The door opened just then and a heavy-set redheaded man hurried out, trying to get into his coat. He glared at me, as if he suspected me of intentionally eavesdropping on the fight, but he didn’t stop to challenge me. He hurried on down the hall. Just as he was about to turn the corner a thin girl in a green dress stepped out of the office. Tears were streaming down her face. “I can
draw!
” she yelled after the man. “Don’t you ever tell me I can’t
draw!

The man went around the corner without ever pausing or looking back and the girl walked over and leaned her forehead against the wall. She rubbed her cheek with one hand and sobbed. I felt very awkward, but I didn’t feel that I could just go on and leave her sobbing, her forehead pressed against the wall. The slap might really have hurt her. Before I could think of what to say she turned and looked at me, her eyes overflowing. She had mousy blonde hair.

“Oh, why does everyone want to fuck me?” she asked. “Why does everyone want sex, anyway? I can’t even know anyone without sex messing things up. I can’t even have a simple job! Somebody always has to try and fuck me.

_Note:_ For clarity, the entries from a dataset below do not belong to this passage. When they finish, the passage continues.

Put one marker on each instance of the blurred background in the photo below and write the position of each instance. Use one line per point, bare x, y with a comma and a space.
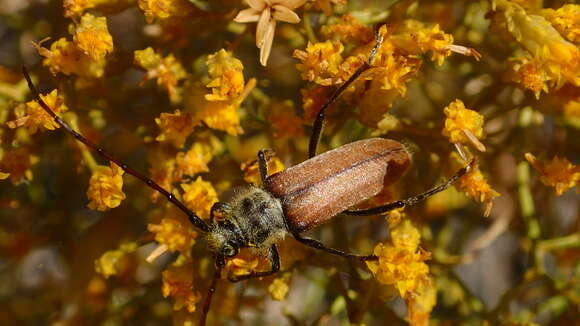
63, 263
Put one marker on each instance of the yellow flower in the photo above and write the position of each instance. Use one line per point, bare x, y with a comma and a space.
266, 13
108, 264
415, 38
163, 9
167, 70
105, 187
67, 58
175, 234
402, 263
175, 127
18, 163
463, 125
566, 20
75, 8
279, 287
199, 196
572, 109
474, 184
32, 116
349, 30
195, 160
284, 120
559, 58
558, 173
227, 79
92, 37
177, 283
251, 169
320, 62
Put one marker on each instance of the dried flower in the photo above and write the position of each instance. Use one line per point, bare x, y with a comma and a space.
558, 173
92, 37
463, 125
266, 13
32, 116
105, 187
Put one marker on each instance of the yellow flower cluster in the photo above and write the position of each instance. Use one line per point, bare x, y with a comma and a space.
251, 169
565, 20
226, 74
85, 56
175, 127
402, 262
177, 283
105, 187
93, 38
167, 70
75, 8
279, 287
474, 184
558, 173
108, 264
199, 196
556, 60
32, 116
175, 234
219, 110
164, 9
463, 126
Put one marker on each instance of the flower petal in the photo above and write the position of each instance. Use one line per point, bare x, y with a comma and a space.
259, 5
262, 26
291, 4
284, 14
267, 45
249, 15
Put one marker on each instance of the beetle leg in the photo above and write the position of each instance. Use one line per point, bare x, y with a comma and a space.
274, 261
415, 199
318, 245
319, 122
263, 165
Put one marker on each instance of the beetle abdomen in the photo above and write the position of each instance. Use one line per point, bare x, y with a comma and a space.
315, 190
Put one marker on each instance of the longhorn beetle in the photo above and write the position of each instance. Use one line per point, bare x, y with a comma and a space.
294, 200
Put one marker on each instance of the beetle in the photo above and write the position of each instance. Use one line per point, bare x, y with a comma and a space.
294, 200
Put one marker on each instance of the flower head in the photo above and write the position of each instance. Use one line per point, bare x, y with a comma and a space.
32, 116
463, 125
175, 127
402, 262
199, 196
266, 13
558, 173
105, 187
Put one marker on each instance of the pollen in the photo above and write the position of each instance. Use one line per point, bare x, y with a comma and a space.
558, 173
105, 187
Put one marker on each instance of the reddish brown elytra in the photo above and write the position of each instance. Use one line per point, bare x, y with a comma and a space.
295, 200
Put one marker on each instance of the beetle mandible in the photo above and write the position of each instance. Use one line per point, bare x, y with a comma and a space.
294, 200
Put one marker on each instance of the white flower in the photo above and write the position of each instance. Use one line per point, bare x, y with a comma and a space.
266, 13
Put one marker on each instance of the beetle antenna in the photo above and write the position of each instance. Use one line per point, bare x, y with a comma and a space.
193, 218
210, 293
415, 199
319, 122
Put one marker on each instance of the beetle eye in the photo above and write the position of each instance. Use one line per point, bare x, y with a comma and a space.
230, 250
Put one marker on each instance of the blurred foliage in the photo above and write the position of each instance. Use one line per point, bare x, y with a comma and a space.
179, 90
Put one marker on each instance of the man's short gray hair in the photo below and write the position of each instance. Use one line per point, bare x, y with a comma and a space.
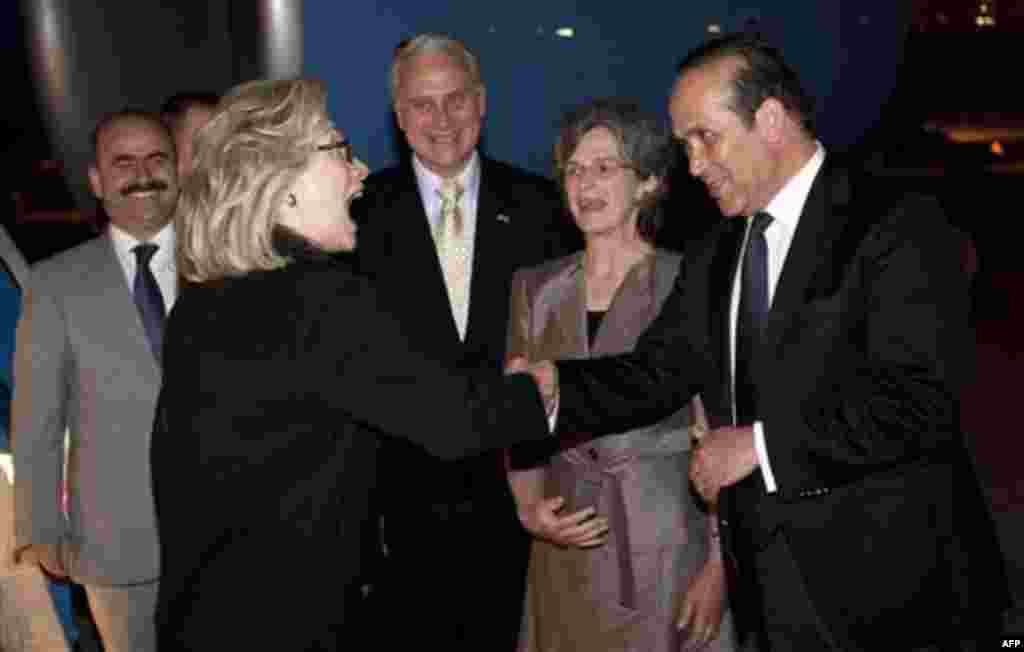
432, 44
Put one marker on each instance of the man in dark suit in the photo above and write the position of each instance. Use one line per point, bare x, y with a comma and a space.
441, 235
824, 326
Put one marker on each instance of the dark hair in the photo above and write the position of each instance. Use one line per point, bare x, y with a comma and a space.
174, 107
644, 141
762, 74
128, 113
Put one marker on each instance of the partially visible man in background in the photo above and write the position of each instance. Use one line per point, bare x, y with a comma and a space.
87, 363
441, 235
28, 619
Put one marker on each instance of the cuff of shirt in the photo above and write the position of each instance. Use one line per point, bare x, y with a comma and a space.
759, 444
7, 467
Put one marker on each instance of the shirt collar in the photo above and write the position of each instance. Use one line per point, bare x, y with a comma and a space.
429, 182
124, 243
788, 203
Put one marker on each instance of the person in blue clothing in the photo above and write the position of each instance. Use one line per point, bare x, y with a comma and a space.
35, 611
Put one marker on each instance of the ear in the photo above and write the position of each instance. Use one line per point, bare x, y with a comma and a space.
647, 186
95, 184
769, 120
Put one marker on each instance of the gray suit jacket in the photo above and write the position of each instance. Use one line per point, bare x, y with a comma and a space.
642, 472
83, 364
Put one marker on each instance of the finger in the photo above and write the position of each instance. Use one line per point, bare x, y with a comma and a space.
685, 614
585, 530
589, 532
516, 364
577, 518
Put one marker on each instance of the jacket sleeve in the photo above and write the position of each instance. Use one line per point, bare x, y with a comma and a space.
390, 384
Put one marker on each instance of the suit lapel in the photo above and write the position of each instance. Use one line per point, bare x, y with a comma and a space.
110, 301
722, 275
823, 219
414, 249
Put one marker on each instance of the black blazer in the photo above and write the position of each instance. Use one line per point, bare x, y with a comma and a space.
520, 221
275, 388
859, 375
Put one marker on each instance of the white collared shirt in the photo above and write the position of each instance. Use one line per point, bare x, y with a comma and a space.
785, 209
429, 183
162, 264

I hate it! I hate it! I don’t even get to have friends.”

She wiped away her tears and gave me a very direct look, as if she suspected me of being someone else who wanted to fuck her. I wasn’t, though. She seemed very thin and lonely, and not sexy at all. What she touched were my sympathies.

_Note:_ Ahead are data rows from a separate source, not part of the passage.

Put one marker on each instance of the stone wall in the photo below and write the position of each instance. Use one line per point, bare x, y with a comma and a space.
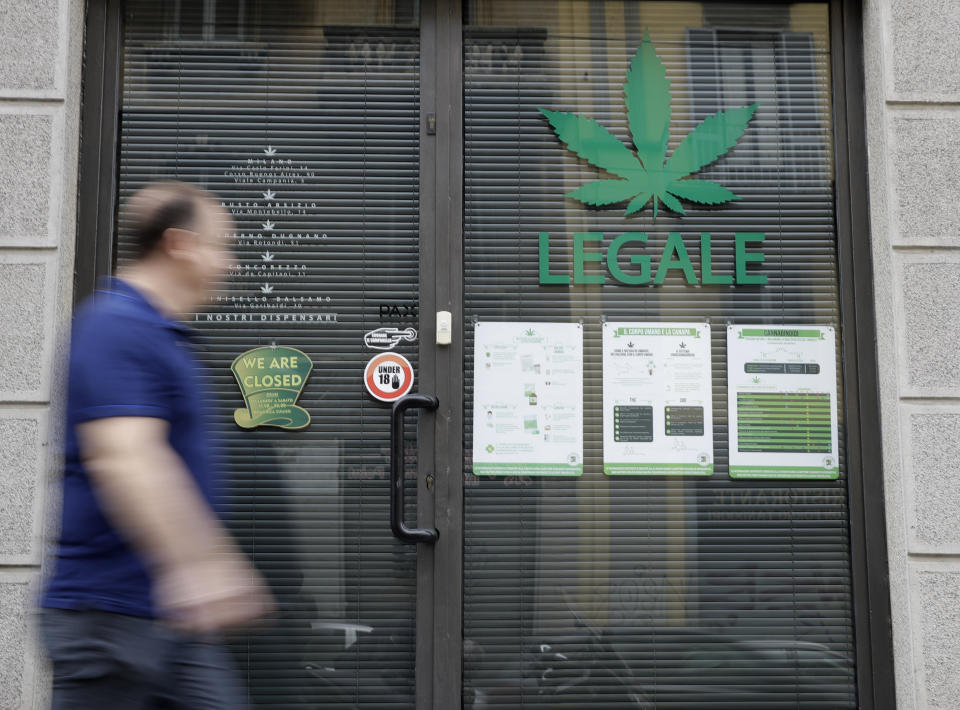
40, 60
913, 124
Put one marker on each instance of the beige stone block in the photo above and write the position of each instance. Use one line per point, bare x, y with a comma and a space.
937, 629
925, 38
928, 288
27, 307
23, 449
932, 477
923, 169
31, 38
14, 642
31, 143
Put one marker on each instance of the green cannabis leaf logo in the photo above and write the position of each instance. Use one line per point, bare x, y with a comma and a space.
648, 174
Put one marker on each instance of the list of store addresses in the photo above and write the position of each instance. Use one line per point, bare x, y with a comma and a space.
266, 247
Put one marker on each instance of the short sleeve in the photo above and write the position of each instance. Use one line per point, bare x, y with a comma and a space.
117, 369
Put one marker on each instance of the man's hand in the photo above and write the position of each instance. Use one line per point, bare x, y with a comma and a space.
217, 594
201, 581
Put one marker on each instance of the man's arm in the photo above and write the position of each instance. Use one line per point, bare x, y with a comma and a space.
200, 580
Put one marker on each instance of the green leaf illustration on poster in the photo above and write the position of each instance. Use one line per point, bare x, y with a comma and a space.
271, 380
648, 174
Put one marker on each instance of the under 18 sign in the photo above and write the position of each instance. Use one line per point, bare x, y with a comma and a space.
388, 376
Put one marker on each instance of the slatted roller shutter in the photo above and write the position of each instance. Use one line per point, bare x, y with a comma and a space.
303, 118
659, 592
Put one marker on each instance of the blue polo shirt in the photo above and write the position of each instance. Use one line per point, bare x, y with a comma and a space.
126, 360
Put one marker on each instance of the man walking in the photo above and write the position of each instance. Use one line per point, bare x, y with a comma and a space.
145, 573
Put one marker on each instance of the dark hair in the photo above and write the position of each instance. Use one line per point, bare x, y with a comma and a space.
162, 206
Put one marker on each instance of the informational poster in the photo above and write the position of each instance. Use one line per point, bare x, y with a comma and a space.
528, 399
657, 402
782, 388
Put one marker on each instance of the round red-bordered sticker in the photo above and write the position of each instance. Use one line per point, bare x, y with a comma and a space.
388, 376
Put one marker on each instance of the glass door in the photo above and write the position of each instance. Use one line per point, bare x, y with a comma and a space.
593, 582
388, 160
303, 117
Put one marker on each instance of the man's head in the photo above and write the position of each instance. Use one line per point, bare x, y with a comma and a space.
178, 232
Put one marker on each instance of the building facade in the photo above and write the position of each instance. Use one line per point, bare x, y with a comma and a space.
389, 162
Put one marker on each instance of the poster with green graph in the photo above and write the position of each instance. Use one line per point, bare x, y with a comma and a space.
782, 399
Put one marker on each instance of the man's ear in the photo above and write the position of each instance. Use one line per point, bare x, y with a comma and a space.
178, 243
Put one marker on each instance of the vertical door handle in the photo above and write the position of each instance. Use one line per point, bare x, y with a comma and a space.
400, 529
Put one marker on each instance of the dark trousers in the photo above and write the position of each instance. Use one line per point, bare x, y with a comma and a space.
103, 660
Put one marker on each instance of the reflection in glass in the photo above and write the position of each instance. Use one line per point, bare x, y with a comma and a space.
636, 592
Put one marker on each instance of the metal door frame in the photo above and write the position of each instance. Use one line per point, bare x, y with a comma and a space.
440, 567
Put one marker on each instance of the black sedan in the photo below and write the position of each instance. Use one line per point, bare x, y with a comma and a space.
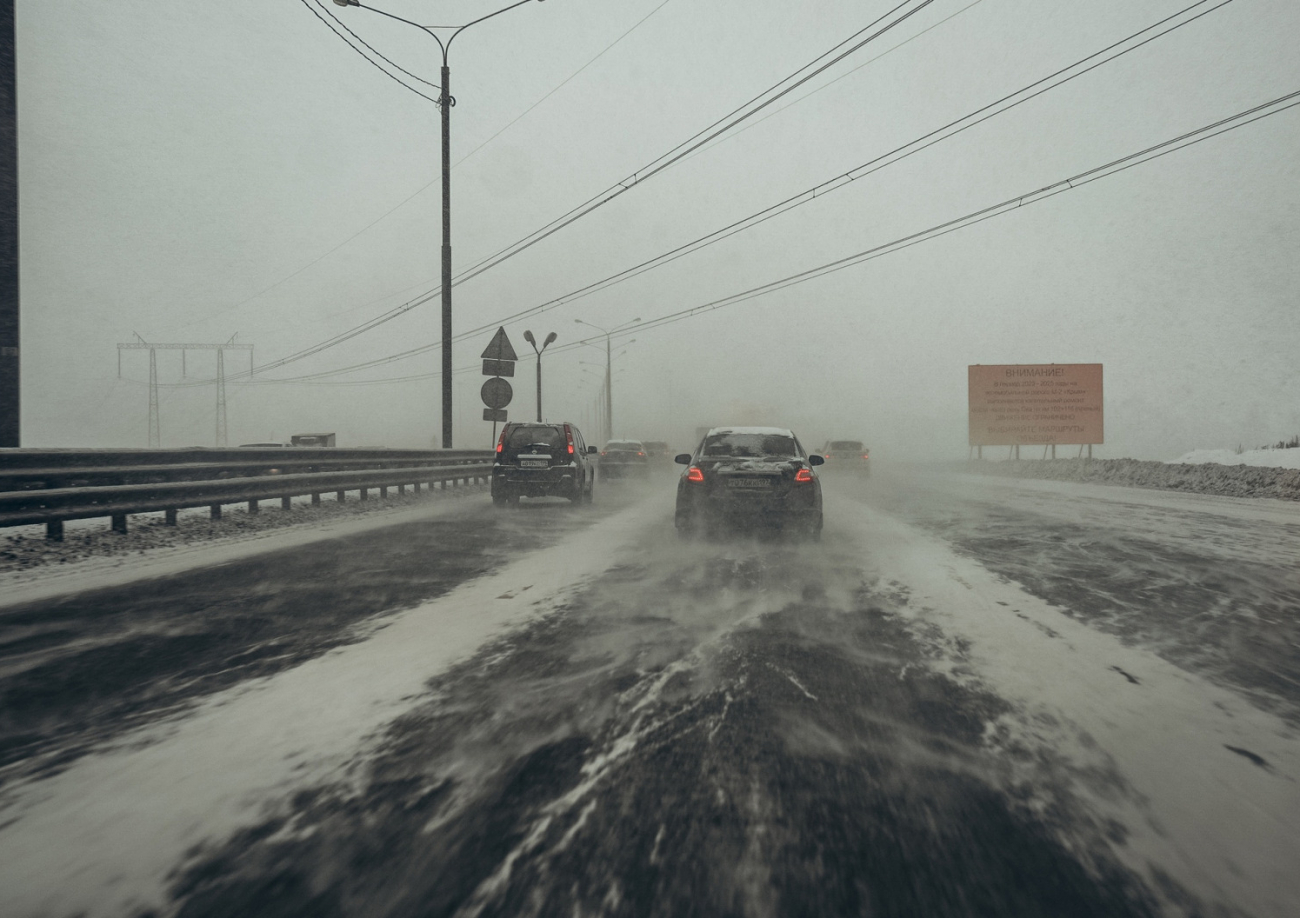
624, 459
749, 476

“Can I be of some help?” I asked. “My name’s Danny. Does your jaw hurt?”

“Not enough to complain about,” she said. “Will you help me carry some stuff downstairs? I can’t work here now. He’ll just try it again. I’ll have to take my sketches home. My name’s Jill Peel.”

She went back in the office and threw what seemed like about a hundred pounds of sketches into some big portfolios. It turned out that she did drawings for animated cartoons. Not ordinary Tom and Jerry stuff, but serious animated cartoons. One she had worked on three years before had won an Oscar.

“That’s why he called me establishment,” she said. “He really feels very inferior.”

She had a red Volkswagen bus parked in the parking lot across Gower Street. I put her drawings in the back for her and she got in the driver’s seat and shut the door. But she didn’t drive off. Once she was under the wheel she turned and looked at me. She had a thin, sweet face, and very blue eyes. Her look was very direct. We hadn’t talked much, but I felt that I was going to be lonelier once she drove off, and I tried to think of something to say that would delay her a few minutes. To my surprise she thought of something to say.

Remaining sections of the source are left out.